Monitoring/telemetry Working Group

ggainey · May 22, 2023, 2:57pm

Hey folks!

The Pulp team has been doing some thinking around what improvements Pulp needs to make it more administrator-friendly. One of our gaps there is observability - how to know what’s going on inside Pulp, from outside Pulp.

At our Virtual PulpCon this year, Daniel Alley did an overview on observability and OpenTelemetry.[0][1] We got some great feedback/interest in adding this to Pulp. To that end, we’re starting up an “OpenTelemetry and Pulp” working group.

This is a call for interest/participation - if you’d like to be involved in helping us work on the right way to add OT, and prioritize the first monitoring probes we add, please respond to this thread.

I have scheduled a 30-min organizational meeting for 6-DEC, 1000 EST/1500 UTC/1600 CET. We can hammer out how often/long to meet and what an initial POC might look like.

We’re especially interested in contributions from folk who are running Pulp for real-world workloads. What would you like to see on an admin’s dashboard? Let us know!

Thanks!

[0] Observability and the OpenTelemetry Project, video, PulpCon 2022
[1] Observability and the OpenTelemetry Project, slides, PulpCon2022

wibbit · November 18, 2022, 8:20am

Morning Grant

Please include me.

woolsgrs · November 21, 2022, 11:49am

Hi would like to be included here, we currently running a large scale deployment on Pulp 2 and now in the process of rolling out Pulp 3 in and hybrid Cloud/On-Prem setup.

We always quite in the dark with Pulp and have some of our own tools and now looking at what you have with the Pulp Operator, but it would be good to see

Overall status of each deployment, understand its functioning correctly, capacity metrics around that.
Able to trigger alerts from these metrics
Performance for triggers knowing when to scale up/down
e.g. no of tasks, task waiting etc.
Content Counts and no. of requests to that content

hyagi · November 21, 2022, 7:15pm

Hi @woolsgrs,

Here are some info just to keep you updated on the Operator status:

We always quite in the dark with Pulp and have some of our own tools and now looking at what you have with the Pulp Operator, but it would be good to see

Overall status of each deployment, understand its functioning correctly, capacity metrics around that.

The current version of the Operator provides the .status.conditions[] field, which can be helpful to get this information.
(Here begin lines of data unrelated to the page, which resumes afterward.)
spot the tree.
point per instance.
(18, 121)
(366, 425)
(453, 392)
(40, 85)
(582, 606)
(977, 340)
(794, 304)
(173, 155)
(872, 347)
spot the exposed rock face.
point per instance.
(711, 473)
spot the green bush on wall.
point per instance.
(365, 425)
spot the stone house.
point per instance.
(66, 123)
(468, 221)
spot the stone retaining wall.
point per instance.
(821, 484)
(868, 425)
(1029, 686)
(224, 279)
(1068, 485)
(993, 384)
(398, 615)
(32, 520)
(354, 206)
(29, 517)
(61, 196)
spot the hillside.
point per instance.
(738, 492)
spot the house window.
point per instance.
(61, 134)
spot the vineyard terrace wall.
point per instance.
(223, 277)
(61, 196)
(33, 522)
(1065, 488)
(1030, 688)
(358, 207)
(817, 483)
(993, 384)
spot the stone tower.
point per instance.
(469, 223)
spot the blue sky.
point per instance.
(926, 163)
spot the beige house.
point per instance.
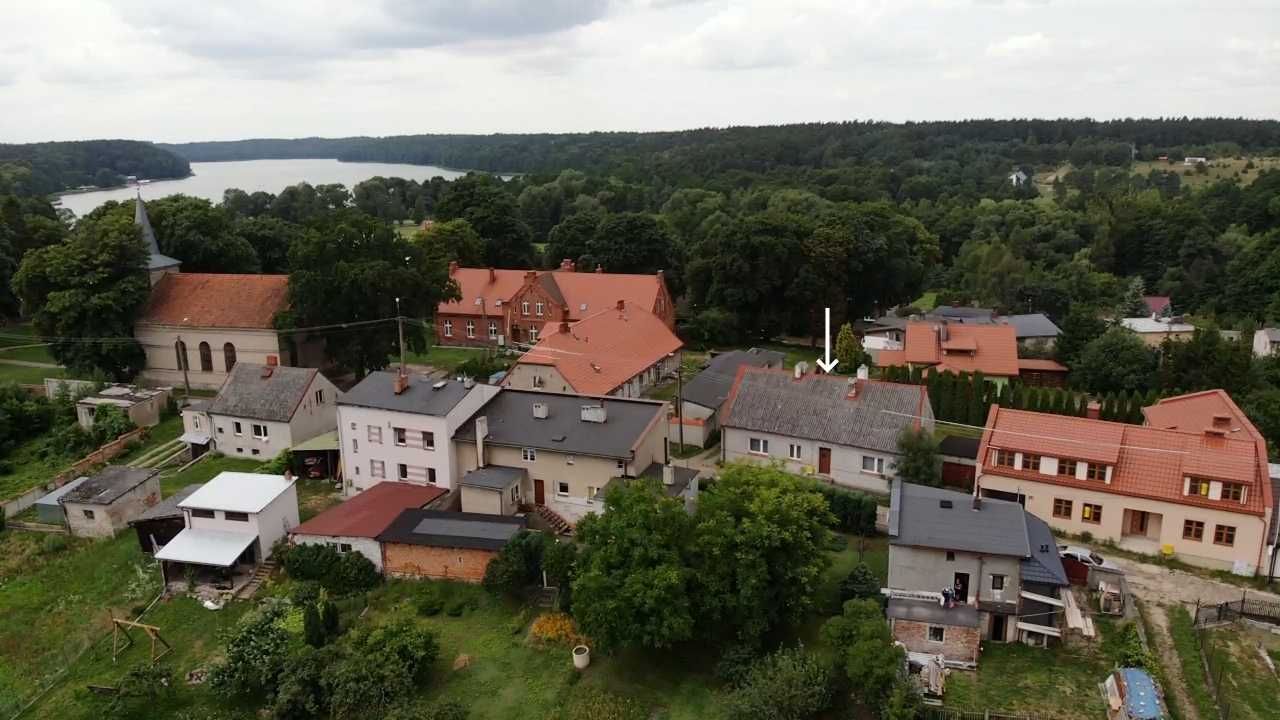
(1196, 490)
For example, checking this picture we can see that all (api/content/worker) deployments are in a READY state (all of their replicas are running and ready to serve requests):

We are also investigating the possibility of creating Red Hat Insights rules to help with the troubleshooting

by using the k8s events generated by the Operator and/or
the .status.conditions fields

These rules could be used, for example, by the support team to get an overview of the Operator status and check the possible fixes suggested by Insights.
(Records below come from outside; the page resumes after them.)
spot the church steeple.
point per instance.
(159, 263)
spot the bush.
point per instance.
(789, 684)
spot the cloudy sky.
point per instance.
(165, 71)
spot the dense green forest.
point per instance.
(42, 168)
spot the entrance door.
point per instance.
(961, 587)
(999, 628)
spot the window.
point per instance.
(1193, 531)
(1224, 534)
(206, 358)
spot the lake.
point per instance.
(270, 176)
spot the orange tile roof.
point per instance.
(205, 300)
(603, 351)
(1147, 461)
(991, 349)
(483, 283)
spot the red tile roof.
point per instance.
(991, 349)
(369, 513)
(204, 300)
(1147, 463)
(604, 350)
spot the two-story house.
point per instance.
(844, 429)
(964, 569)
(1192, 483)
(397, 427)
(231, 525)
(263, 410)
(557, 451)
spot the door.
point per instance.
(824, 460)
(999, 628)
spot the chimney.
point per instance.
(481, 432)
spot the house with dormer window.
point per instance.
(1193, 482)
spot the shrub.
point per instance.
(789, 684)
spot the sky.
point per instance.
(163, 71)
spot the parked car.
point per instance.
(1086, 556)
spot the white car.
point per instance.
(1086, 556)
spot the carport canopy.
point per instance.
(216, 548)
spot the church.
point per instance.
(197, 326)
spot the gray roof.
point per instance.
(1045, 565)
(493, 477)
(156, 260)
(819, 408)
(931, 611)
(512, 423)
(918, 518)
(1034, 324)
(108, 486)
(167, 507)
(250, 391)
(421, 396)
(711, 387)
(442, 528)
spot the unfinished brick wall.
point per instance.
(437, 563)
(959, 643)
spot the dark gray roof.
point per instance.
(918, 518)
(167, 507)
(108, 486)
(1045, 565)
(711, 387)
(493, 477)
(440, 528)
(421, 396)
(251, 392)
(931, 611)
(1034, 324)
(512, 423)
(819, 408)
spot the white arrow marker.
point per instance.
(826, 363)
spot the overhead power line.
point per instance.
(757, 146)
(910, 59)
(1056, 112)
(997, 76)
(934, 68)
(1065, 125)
Performance for triggers knowing when to scale up/down e.g. no of tasks, task waiting etc.

Content Counts and no. of requests to that content

As soon as we can retrieve these metrics from Pulp, we will start to work on creating k8s HPA through the Operator (https://github.com/pulp/pulp-operator/issues/761).
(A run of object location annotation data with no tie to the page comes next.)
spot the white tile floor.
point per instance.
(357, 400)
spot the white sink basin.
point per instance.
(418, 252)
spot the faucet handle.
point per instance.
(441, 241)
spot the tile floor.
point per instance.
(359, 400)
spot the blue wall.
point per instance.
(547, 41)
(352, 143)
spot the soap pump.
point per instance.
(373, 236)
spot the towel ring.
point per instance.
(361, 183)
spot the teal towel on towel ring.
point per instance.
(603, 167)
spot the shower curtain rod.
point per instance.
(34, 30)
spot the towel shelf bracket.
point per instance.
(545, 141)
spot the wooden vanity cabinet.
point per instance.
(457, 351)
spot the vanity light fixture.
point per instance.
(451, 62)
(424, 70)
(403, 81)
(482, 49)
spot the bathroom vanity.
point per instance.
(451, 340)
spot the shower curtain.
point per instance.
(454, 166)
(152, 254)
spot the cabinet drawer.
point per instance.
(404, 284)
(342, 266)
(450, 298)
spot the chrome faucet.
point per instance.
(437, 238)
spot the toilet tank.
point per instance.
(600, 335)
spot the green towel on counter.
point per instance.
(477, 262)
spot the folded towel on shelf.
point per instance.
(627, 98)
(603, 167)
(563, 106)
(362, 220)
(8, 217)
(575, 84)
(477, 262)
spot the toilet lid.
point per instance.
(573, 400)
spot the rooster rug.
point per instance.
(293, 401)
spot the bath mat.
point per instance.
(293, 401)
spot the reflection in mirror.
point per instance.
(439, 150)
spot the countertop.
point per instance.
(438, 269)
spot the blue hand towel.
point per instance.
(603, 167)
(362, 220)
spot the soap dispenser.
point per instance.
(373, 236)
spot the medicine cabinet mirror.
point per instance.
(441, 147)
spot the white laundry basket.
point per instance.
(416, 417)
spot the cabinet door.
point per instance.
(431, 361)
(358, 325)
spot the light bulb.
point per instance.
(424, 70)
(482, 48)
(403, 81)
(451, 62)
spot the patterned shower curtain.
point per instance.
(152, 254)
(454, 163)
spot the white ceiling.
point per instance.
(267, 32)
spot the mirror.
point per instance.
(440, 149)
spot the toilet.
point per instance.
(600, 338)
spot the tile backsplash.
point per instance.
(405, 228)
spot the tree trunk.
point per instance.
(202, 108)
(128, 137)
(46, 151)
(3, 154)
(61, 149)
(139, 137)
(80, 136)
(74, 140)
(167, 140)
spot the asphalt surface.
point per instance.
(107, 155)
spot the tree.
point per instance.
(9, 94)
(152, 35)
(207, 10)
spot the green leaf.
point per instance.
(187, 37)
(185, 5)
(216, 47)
Able to trigger alerts from these metrics

This is something that we didn’t have a deep investigation yet, but we will check the possibility of creating custom OCP monitoring dashboards (which can include alerts) through the Operator.

ggainey · November 29, 2022, 1:00pm

Done!

ggainey · November 29, 2022, 1:02pm

Welcome @woolsgrs ! Great suggestions there, will be adding them to our working-group doc (once I have one set up). If you’re interested in attending the meeting(s), message me your email and I’ll add you to the invite!

bmbouter · November 29, 2022, 4:42pm

I’d like to join the working group as optional. Please don’t schedule the time around my calendar if its at all difficult to schedule.

ipanova · November 29, 2022, 5:38pm

Please include me as optional. I’d like to contribute and learn as the time allows.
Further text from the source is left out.